O Governo de Mato Grosso do Sul, por meio da Secretaria de Estado de Saúde (SES), ampliou as ações de enfrentamento às arboviroses — chikungunya, dengue e Zika — com foco na assistência, vigilância, diagnóstico, controle de vetores e articulação institucional.
A mobilização foi intensificada após registro de aumento de casos de chikungunya na região da Grande Dourados. A resposta estadual visa ampliar a capacidade de atendimento e reduzir a transmissão da doença.

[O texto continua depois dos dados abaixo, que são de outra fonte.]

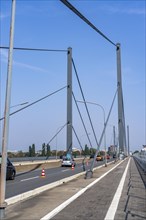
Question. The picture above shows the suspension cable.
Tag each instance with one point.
(34, 49)
(35, 102)
(72, 8)
(82, 119)
(83, 161)
(85, 103)
(57, 133)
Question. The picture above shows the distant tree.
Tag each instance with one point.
(92, 150)
(48, 150)
(33, 150)
(87, 150)
(43, 149)
(30, 151)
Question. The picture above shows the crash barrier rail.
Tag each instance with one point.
(141, 159)
(32, 165)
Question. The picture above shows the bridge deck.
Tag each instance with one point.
(94, 203)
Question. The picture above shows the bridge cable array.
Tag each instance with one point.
(33, 103)
(85, 102)
(72, 8)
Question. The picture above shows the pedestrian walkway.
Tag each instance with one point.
(132, 204)
(94, 203)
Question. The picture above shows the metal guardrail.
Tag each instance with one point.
(141, 159)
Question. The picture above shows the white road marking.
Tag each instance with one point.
(114, 204)
(71, 199)
(35, 177)
(65, 170)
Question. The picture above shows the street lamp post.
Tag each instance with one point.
(93, 103)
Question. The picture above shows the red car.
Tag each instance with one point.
(107, 157)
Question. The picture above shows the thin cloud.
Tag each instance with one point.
(132, 11)
(4, 58)
(3, 16)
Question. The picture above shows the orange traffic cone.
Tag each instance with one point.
(43, 173)
(72, 167)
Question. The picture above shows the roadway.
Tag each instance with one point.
(30, 180)
(89, 199)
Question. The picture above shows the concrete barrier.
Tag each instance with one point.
(32, 165)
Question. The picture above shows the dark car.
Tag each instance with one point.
(11, 171)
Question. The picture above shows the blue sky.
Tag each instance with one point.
(50, 24)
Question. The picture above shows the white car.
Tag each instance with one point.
(68, 162)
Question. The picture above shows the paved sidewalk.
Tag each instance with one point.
(132, 205)
(94, 203)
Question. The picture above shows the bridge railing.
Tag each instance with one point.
(141, 159)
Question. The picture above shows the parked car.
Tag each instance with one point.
(91, 156)
(107, 157)
(11, 171)
(68, 162)
(99, 158)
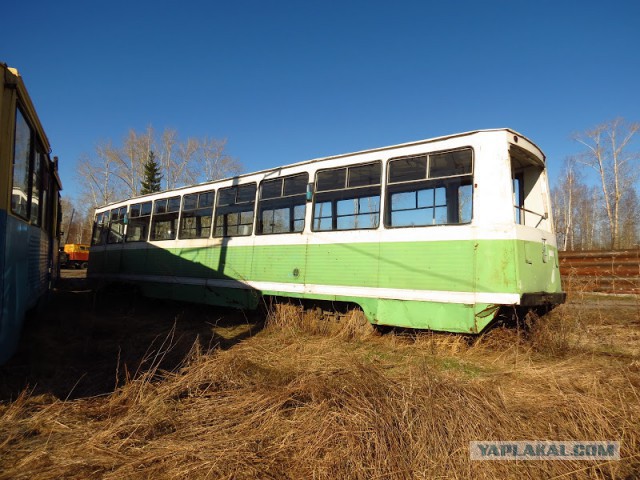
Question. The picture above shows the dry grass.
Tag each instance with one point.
(311, 397)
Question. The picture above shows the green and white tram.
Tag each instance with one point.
(438, 234)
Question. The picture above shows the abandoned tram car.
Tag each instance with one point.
(29, 210)
(437, 234)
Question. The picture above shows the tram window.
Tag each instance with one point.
(197, 210)
(348, 198)
(282, 204)
(530, 200)
(100, 228)
(450, 164)
(431, 189)
(36, 184)
(116, 225)
(408, 169)
(21, 160)
(165, 218)
(139, 219)
(235, 210)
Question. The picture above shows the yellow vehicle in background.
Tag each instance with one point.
(76, 255)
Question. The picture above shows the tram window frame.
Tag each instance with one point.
(450, 188)
(23, 153)
(100, 228)
(164, 219)
(343, 191)
(235, 217)
(117, 225)
(139, 218)
(196, 214)
(287, 200)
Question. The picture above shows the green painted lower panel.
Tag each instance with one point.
(456, 275)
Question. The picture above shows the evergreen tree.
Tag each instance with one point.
(151, 181)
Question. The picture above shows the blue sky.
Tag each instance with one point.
(288, 81)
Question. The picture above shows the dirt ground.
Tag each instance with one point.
(86, 344)
(112, 385)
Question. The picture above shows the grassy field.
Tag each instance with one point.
(121, 387)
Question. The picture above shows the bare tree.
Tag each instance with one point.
(115, 172)
(608, 152)
(564, 197)
(214, 163)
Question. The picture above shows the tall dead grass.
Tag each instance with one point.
(315, 398)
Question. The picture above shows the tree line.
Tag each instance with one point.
(116, 172)
(596, 199)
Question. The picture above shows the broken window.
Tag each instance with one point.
(197, 212)
(116, 225)
(434, 189)
(234, 211)
(139, 219)
(282, 205)
(530, 200)
(165, 218)
(100, 228)
(347, 198)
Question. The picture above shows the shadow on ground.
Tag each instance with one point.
(86, 344)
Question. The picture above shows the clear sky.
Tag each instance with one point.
(286, 81)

Entre as medidas adotadas está a abertura de 15 leitos exclusivos em Dourados para pacientes com quadros moderados e graves de chikungunya. Também foi disponibilizado o fornecimento de medicamentos da farmácia básica para manejo clínico.
Mato Grosso do Sul foi incluído na estratégia piloto de vacinação contra a chikungunya do Ministério da Saúde, após solicitação formal da SES motivada pelo cenário epidemiológico no município, sobretudo em territórios indígenas. Equipes locais estão sendo preparadas para operacionalizar a campanha.
A vigilância foi reforçada com a estruturação de uma Sala de Situação com monitoramento contínuo e reuniões diárias. O estado também está em condição de ativar um Centro de Operações de Emergência (COE) em Dourados, se necessário.
Houve aprimoramento do fluxo de notificação de casos e apoio técnico às investigações de óbitos relacionados às arboviroses. O Lacen (Laboratório Central de Saúde Pública de Mato Grosso do Sul) passou a oferecer suporte para confirmação mais célere dos diagnósticos.
No controle de vetores, a SES enviou equipamentos aos municípios, incluindo bombas costais motorizadas e unidade de pulverização UBV pesada (fumacê). As ações em campo envolvem Borrifação Residual Intradomiciliar (BRI) em pontos estratégicos, instalação de Estações Disseminadoras de Larvicidas (EDL) e suporte logístico às equipes municipais.
Os territórios indígenas receberam atenção prioritária, com instalação de EDLs, capacitação de Agentes Indígenas de Saneamento (AISAN) e Agentes de Combate às Endemias (ACE) e atuação contínua das equipes nas comunidades.
A atuação é coordenada entre órgãos estaduais, federais e municipais, incluindo SES, SESAI (Secretaria Especial de Saúde Indígena), CGARB (Coordenação Geral de Arboviroses), DSEI (Distrito Sanitário Especial Indígena) e a Secretaria Municipal de Saúde de Dourados.
Desde o início do surto, o Estado enviou equipes técnicas para reforçar a vigilância e as atividades de controle vetorial, realizando busca ativa por focos do mosquito, identificação de criadouros, orientação à população e medidas de bloqueio.
As ações combinadas de assistência, vigilância, diagnóstico e controle visam aumentar a capacidade de atendimento e frear a circulação do vírus na região afetada.